We know for Radix-2 FFT, an N-point DFT is broken down to multiple 2-point DFTs. In doing so, one of the methods is to decimate in time, i.e., subsequent downsampling of the input by a factor of 2.
From the sampling theory, we know that for a donwsmapling by a factor of M, we need signal bandwidth omega <= pi/M to avoid aliasing.
So, the question is, why the subsequent downsampling in the FFT algorithm doesn't cause aliasing even though we don't use any pre-filtering? I believe it's due to the fact that with each downsampling, we also reduce the DFT point to half (i.e., when we downsample by a factor of 2, we also reduce the DFT point from N to N/2), but I am having trouble in explaining this using math.
Can anyone please help?
Similarly to some filterbank and wavelet transforms, there is perfect reconstruction because the aliases have a way of killing each other off.
But when thinking about the DFT, don't think of it as the Fourier Transform of a bandlimited signal in continuous time. Instead think of it as exactly the same as the Discrete Fourier Series. The DFT maps a discrete and periodic (with period N) sequence of numbers from one domain (let's say the "time domain") to another discrete and periodic sequence in the reciprocal domain ("frequency domain") having the same period.
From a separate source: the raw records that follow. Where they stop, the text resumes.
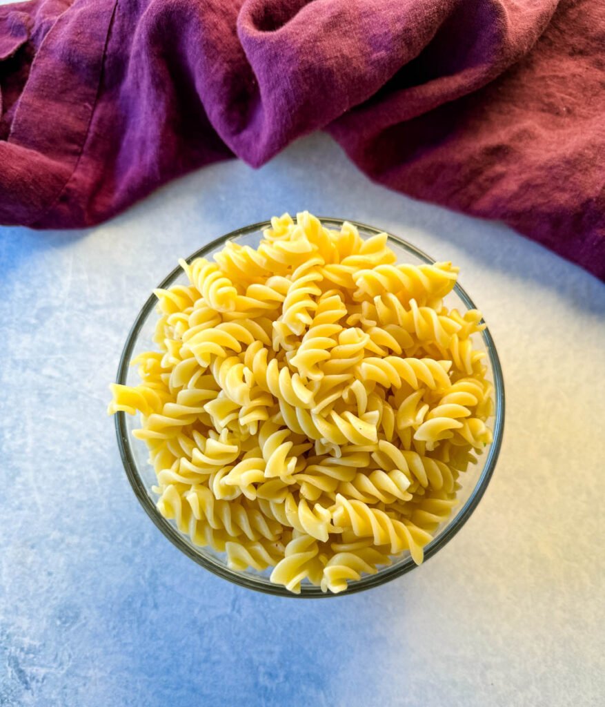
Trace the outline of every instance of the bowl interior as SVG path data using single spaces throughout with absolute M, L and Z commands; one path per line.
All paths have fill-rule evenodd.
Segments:
M 319 220 L 324 226 L 332 228 L 339 228 L 343 223 L 343 220 L 339 218 L 319 217 Z M 358 228 L 362 238 L 369 238 L 381 233 L 380 230 L 371 226 L 353 221 L 351 223 L 353 223 Z M 228 239 L 233 240 L 241 245 L 256 247 L 262 238 L 263 229 L 269 226 L 269 222 L 256 223 L 229 233 L 193 253 L 187 259 L 187 262 L 200 257 L 210 258 L 213 253 L 223 247 Z M 397 255 L 399 262 L 421 264 L 434 262 L 414 246 L 395 236 L 389 236 L 389 245 Z M 167 288 L 187 281 L 186 275 L 180 267 L 177 267 L 158 286 Z M 475 308 L 475 305 L 459 285 L 456 286 L 445 301 L 449 308 L 457 308 L 461 312 Z M 129 363 L 135 356 L 143 351 L 153 351 L 155 349 L 153 336 L 158 318 L 155 312 L 156 302 L 155 296 L 152 295 L 141 309 L 131 329 L 119 363 L 117 379 L 119 383 L 136 385 L 140 382 L 136 367 L 131 366 Z M 425 548 L 425 561 L 455 534 L 476 506 L 493 472 L 502 442 L 504 423 L 504 388 L 500 362 L 489 329 L 486 329 L 481 334 L 475 334 L 474 344 L 476 349 L 486 351 L 488 354 L 486 364 L 489 369 L 486 378 L 494 384 L 495 412 L 493 417 L 488 420 L 488 424 L 493 430 L 493 442 L 487 448 L 486 452 L 478 457 L 476 464 L 469 467 L 466 472 L 461 474 L 459 478 L 459 482 L 462 484 L 462 489 L 458 492 L 459 503 L 448 520 L 437 528 L 433 539 Z M 124 412 L 119 412 L 116 414 L 115 419 L 118 445 L 122 461 L 137 498 L 158 527 L 185 554 L 216 574 L 258 591 L 301 597 L 341 595 L 331 592 L 324 594 L 319 587 L 305 583 L 301 585 L 300 594 L 293 595 L 284 587 L 272 584 L 269 581 L 271 568 L 264 572 L 258 572 L 252 568 L 245 572 L 230 570 L 227 567 L 225 556 L 223 554 L 216 552 L 210 547 L 199 547 L 194 545 L 188 536 L 182 534 L 177 530 L 174 521 L 164 518 L 155 507 L 157 496 L 151 491 L 151 487 L 156 483 L 155 473 L 148 462 L 148 453 L 145 443 L 133 437 L 131 434 L 132 431 L 139 426 L 139 416 L 127 415 Z M 392 565 L 381 568 L 377 574 L 362 576 L 361 579 L 357 581 L 349 582 L 348 588 L 341 594 L 351 594 L 369 589 L 399 577 L 416 566 L 409 552 L 405 552 L 400 558 L 394 560 Z

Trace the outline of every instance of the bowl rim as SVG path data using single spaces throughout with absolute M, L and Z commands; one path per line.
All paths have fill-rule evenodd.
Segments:
M 389 240 L 394 241 L 394 243 L 396 243 L 399 246 L 404 248 L 404 250 L 412 253 L 417 257 L 423 260 L 425 262 L 432 264 L 437 262 L 430 257 L 430 256 L 427 255 L 427 254 L 423 251 L 421 250 L 415 245 L 413 245 L 411 243 L 404 240 L 403 238 L 394 235 L 388 231 L 377 228 L 375 226 L 368 226 L 366 223 L 352 221 L 348 218 L 339 218 L 334 216 L 317 216 L 317 218 L 322 223 L 322 224 L 324 226 L 336 226 L 339 228 L 343 223 L 347 222 L 348 223 L 351 223 L 358 228 L 360 228 L 366 233 L 370 233 L 372 235 L 386 233 Z M 211 243 L 202 246 L 194 253 L 192 253 L 188 257 L 185 258 L 184 260 L 187 263 L 190 263 L 195 258 L 203 257 L 206 255 L 211 254 L 217 247 L 223 245 L 229 240 L 240 238 L 258 230 L 262 230 L 263 229 L 269 228 L 270 226 L 271 221 L 264 221 L 237 228 L 235 230 L 230 231 L 225 235 L 221 235 L 218 238 L 215 238 Z M 170 273 L 169 273 L 166 277 L 164 278 L 160 284 L 158 285 L 156 289 L 165 288 L 167 286 L 170 286 L 182 272 L 182 268 L 180 266 L 177 266 Z M 457 284 L 457 282 L 454 287 L 453 291 L 458 295 L 469 309 L 477 308 L 466 292 L 460 286 L 459 284 Z M 143 304 L 143 307 L 141 308 L 141 310 L 137 315 L 134 324 L 131 327 L 128 337 L 126 339 L 126 343 L 124 344 L 124 349 L 122 349 L 122 352 L 120 356 L 119 363 L 118 364 L 117 373 L 116 376 L 116 382 L 117 383 L 122 385 L 126 384 L 130 359 L 132 351 L 136 342 L 139 332 L 147 320 L 147 317 L 153 311 L 157 302 L 158 298 L 152 293 Z M 500 359 L 498 356 L 495 345 L 488 327 L 484 329 L 481 333 L 486 344 L 494 378 L 493 385 L 495 409 L 494 414 L 493 440 L 489 446 L 488 457 L 486 460 L 485 465 L 483 471 L 481 472 L 481 474 L 477 481 L 475 488 L 469 498 L 466 500 L 462 510 L 454 519 L 454 521 L 447 528 L 445 528 L 442 532 L 440 533 L 435 538 L 433 538 L 433 539 L 431 540 L 431 542 L 424 548 L 424 562 L 426 562 L 428 559 L 430 559 L 430 558 L 435 554 L 439 549 L 445 546 L 469 520 L 473 511 L 477 507 L 477 505 L 485 493 L 490 479 L 493 474 L 496 462 L 502 446 L 505 414 L 504 380 L 503 377 L 502 367 L 500 366 Z M 300 593 L 293 594 L 281 585 L 271 584 L 269 582 L 262 580 L 260 578 L 256 579 L 252 575 L 246 574 L 244 572 L 240 572 L 235 570 L 230 570 L 226 566 L 222 565 L 216 561 L 213 561 L 210 557 L 205 557 L 199 553 L 196 552 L 184 539 L 185 536 L 182 534 L 174 525 L 172 525 L 159 513 L 155 503 L 153 503 L 151 498 L 148 494 L 138 473 L 136 462 L 135 461 L 131 450 L 131 440 L 126 423 L 126 413 L 122 411 L 118 411 L 114 415 L 114 418 L 118 448 L 119 449 L 120 457 L 122 457 L 126 475 L 131 486 L 132 487 L 132 490 L 134 491 L 135 496 L 139 499 L 139 501 L 143 506 L 145 512 L 152 520 L 156 527 L 162 532 L 162 533 L 172 543 L 172 544 L 176 546 L 176 547 L 187 555 L 190 559 L 212 572 L 213 574 L 221 577 L 223 579 L 226 579 L 235 584 L 245 587 L 247 589 L 254 590 L 254 591 L 262 592 L 264 594 L 290 597 L 296 599 L 327 598 L 329 597 L 347 596 L 357 592 L 362 592 L 368 589 L 371 589 L 373 587 L 379 586 L 386 583 L 387 582 L 390 582 L 398 577 L 401 577 L 402 575 L 406 574 L 415 568 L 419 566 L 414 563 L 411 557 L 408 557 L 403 562 L 395 565 L 385 566 L 382 569 L 380 570 L 376 574 L 366 575 L 363 576 L 359 580 L 348 583 L 346 590 L 339 592 L 338 594 L 334 594 L 331 592 L 322 592 L 321 588 L 315 587 L 312 585 L 302 585 L 300 588 Z

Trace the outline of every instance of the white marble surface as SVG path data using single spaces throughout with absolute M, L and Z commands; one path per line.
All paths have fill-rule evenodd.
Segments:
M 456 538 L 321 601 L 197 566 L 139 507 L 105 415 L 128 329 L 209 239 L 304 208 L 462 267 L 500 353 L 504 445 Z M 510 230 L 369 182 L 322 135 L 88 230 L 0 228 L 0 704 L 597 706 L 605 694 L 605 286 Z

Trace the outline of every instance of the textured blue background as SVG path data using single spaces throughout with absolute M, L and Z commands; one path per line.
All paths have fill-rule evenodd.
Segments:
M 105 416 L 151 289 L 288 209 L 462 267 L 507 395 L 470 521 L 380 588 L 300 601 L 210 575 L 153 525 Z M 0 228 L 0 705 L 602 704 L 605 288 L 495 224 L 371 185 L 331 141 L 231 162 L 86 231 Z

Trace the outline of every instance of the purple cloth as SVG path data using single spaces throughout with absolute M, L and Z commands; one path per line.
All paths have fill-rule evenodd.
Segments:
M 322 128 L 372 179 L 605 279 L 604 43 L 602 0 L 1 6 L 0 222 L 97 223 Z

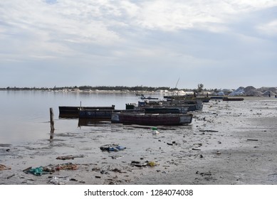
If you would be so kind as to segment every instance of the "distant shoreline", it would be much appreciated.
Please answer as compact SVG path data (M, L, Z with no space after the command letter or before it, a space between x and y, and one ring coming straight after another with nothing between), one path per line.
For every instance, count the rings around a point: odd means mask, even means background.
M197 89L178 89L167 87L125 87L125 86L80 86L80 87L62 87L53 88L47 87L8 87L0 88L0 91L43 91L56 92L80 92L80 93L130 93L137 95L192 95L194 93L198 96L254 96L254 97L273 97L277 96L277 87L262 87L255 88L252 86L246 87L239 87L234 89L205 89L198 87Z

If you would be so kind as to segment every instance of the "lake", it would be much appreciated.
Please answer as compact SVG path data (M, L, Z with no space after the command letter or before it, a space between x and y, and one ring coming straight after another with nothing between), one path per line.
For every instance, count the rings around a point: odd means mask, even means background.
M162 98L162 95L152 97ZM85 130L77 119L59 119L58 106L111 106L125 109L137 102L133 93L63 92L46 91L0 91L0 144L33 142L50 135L50 107L53 107L55 133Z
There is no issue of aliasing with the DFT, but there might be an issue of aliasing regarding some operations of the DFT, such as circular convolution in one domain (which corresponds to multiplication in the reciprocal domain).
take a look at this Stack Exchange:
Thanks rbj. I totally agree to your SE post. I also would like to think DFT exactly in the same way as DFS because the modular arithmetic related to DFT essentially makes the sequence exactly the same periodic sequence of DFS in terms of handling.
But, we also know that DFT (or DFS) can be calculated by sampling the DTFT at omega = 2 pi k / N. This is where it is a bit confusing to me. If the DTFT of a sequence has a bandwidth omega_max > pi/2, a downsampling by a factor of 2 is surely going to cause aliasing in the resulting DTFT. Therefore, the DFTs we get by sampling the original DTFT and downsampled DTFT should differ (due to aliasing).
But the radix FFT is telling us that, if we do the same downsampling and perform DFT directly, there will be no aliasing error. What am I missing here?
I think it may be a semantic issue with some poor nomenclature in this case.
"Decimation" in the context of FFTs isn't downsampling. i.e., "decimation" in time or frequency for an FFT just tells you whether the algorithm does the bit-reversal process first or last. It's not really downsampling the signal anywhere, at least it is not necessary to think of it that way.
Remember the FFT is just an algorithm that exploits a factorization of the DFT matrix. The DFT does no downsampling, and can be thought of as an N-stage correlator against a set of N reference functions that are orthogonal frequencies of sinusoids. The factorization doesn't really force any downsampling, it just utilizes a handy order of computing all the outputs.
I hope that helps a little bit. I think you're not seeing the downsampling because it isn't actually there. ;)
Thanks a lot, Slartibartfast. I get what you are saying but by confusion was, well, at the end we are calculating DFTs of a new sequence constructed using the alternate samples of the original sequence. That's the textbook definition of downsampling by 2, right? E.g., if we take only the even branch of the FFT, we will surely get the aliasing effect, I believe.
So, I think you and rbj are meaning the same thing, when we take even and odd branch, perform DFT, and then combine, the resulting effect nullifies the aliasing error. In that sense, decimation in FFT is not same as downsampling the signal.
Thanks again for your inputs. It helped me do some thinking on this topic.
Yes it will. So kicking out all of the odd-indexed samples will cause aliasing. So also will kicking out all of the even-indexed samples. That will also cause aliasing.
But aliasing is deterministic. It is not random noise. The math turns out that the aliasing you get from removing the odd-indexed samples will be cancelled by the aliasing you get from removing the even-indexed samples.
Consider a general sequence x[n]. Removing the odd-indexed samples results in
x_e[n] = x[n](1 + (-1)^n)/2
and removing the even-indexed samples results in
x_o[n] = x[n](1 - (-1)^n)/2
So now what happens when you add x_e[n] to x_o[n]?
Thanks a lot rbj, that actually makes sense.
Consider a mixer that splits up a stream to odd/even (say for the sake of speed it is made into two parallel paths). You multiply odd stream by odd samples of frequency waveform and even by even, eventually combine them into one stream. Do you need to view it as decimation/aliasing or just think of it as mathematically equivalent to single stream.
Sorry to add a bit of philosophy: Your question does point to a trend in learning that should not be encouraged. The concepts are our tools of mind, choosing one is enough. If I can open a can by hand tool I don't need to buy another expensive electrical tool to do same job.
The butterfly fft gives equivalent results to direct DFT. It is derived mathematically as equivalent to DFT equation.
The splitting of input can be either to odd/even or two halves. They are two different structures(mirrored) but lead to same results.